POLIZIA SGOMBERA PALAZZO DAI RIFUGIATI, POLEMICHE SULLE PAROLE DEL FUNZIONARIO. QUESTURA: “SONO IN CORSO ACCERTAMENTI”

Vivevano in 400 adulti e 35 minori all’interno dello stabile di via Curtatone, a pochi passi dalla stazione Termini nel centro di Roma, occupato da 4 anni e sgomberato all’alba di sabato scorso. Sono state controllate tutte le posizioni dalla Questura e si tratta di etiopi ed eritrei, nella quasi totalità richiedenti asilo o protezione sussidiaria. Circa 100 le situazioni di ‘fragilità’: 64 adulti e 35 minori, tra cui molti bambini. Loro sono rimasti all’interno dell’edificio fino a stamattina in attesa che fossero perfezionate le procedure di assistenza alloggiativa. Gli altri hanno dovuto abbandonare il palazzo sabato. Un centinaio si è accampato per cinque notti nei giardini di piazza Indipendenza, davanti allo stabile in cui hanno vissuto in questi anni. Stamattina all’alba l’intervento di sgombero, con momenti di tensione e l’uso degli idranti, all’indomani di un vertice in Prefettura in cui il Campidoglio aveva individuato alcuni posti letto anche per chi era rimasto per strada. Ma che ieri è stato rifiutato dagli interessati.
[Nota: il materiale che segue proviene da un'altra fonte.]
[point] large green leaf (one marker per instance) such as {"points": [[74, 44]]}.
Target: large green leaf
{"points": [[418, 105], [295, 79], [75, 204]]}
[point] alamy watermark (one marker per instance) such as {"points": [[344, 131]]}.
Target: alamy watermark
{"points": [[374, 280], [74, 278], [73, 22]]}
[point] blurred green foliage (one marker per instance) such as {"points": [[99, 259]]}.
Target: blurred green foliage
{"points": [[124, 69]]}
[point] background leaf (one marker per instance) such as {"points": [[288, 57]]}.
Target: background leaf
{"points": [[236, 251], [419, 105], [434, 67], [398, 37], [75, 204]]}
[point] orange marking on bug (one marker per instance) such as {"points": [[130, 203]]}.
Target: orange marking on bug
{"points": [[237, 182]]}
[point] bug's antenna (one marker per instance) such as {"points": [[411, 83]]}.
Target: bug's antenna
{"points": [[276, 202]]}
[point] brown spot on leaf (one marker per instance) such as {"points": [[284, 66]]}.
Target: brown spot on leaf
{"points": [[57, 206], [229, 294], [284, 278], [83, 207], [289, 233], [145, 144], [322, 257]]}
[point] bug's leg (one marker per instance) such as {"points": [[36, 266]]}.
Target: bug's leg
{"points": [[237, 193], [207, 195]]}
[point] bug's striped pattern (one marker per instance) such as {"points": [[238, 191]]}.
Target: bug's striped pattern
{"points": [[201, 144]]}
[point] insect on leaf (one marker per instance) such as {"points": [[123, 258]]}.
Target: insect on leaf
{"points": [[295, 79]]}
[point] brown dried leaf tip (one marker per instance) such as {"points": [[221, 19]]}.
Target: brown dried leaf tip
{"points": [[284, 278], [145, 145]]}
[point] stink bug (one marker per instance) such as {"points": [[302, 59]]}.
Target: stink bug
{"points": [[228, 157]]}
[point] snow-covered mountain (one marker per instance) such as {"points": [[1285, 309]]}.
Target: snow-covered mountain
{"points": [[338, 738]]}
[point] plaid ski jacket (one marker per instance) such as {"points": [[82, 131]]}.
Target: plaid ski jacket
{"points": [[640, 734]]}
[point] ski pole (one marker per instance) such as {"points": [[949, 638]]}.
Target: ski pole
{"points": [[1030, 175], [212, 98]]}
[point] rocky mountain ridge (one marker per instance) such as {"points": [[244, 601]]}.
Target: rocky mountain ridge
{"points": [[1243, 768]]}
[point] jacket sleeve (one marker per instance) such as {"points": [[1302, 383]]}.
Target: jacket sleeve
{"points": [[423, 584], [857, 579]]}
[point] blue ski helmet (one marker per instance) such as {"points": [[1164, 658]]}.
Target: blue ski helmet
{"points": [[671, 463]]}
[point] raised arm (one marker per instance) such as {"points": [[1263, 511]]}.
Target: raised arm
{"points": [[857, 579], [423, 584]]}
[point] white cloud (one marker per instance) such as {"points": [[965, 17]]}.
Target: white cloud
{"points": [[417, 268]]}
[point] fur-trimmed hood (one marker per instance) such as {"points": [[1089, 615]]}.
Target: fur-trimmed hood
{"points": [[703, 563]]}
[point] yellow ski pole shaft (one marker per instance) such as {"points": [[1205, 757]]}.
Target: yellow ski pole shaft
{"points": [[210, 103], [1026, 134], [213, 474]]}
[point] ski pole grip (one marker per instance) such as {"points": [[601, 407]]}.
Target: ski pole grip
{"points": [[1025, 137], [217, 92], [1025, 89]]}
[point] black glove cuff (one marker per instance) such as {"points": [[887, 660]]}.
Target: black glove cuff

Come spesso accade in una situazione di non facile gestione come quella odierna, il web invece di sottolineare tale difficoltà (la foto dell’articolo è eloquente) si raccoglie soltanto le note che possono suscitare polemiche ed inasprire gli animi, come le affermazioni attribuite ad un funzionario di polizia: “Devono sparire, peggio per loro. Se tirano qualcosa spaccategli un braccio” riportate sia da l’Espresso che da Repubblica.it.

Sull’episodio la questura di Roma ha diffuso un comunicato: “In relazione al video pubblicato sul sito di repubblica in cui si sentono frasi concitate di invito ad intervenire con decisione, in caso di lancio di oggetti, contro i manifestanti in fuga, sono in corso approfondimenti da parte della questura per accertare eventuali irregolarità.”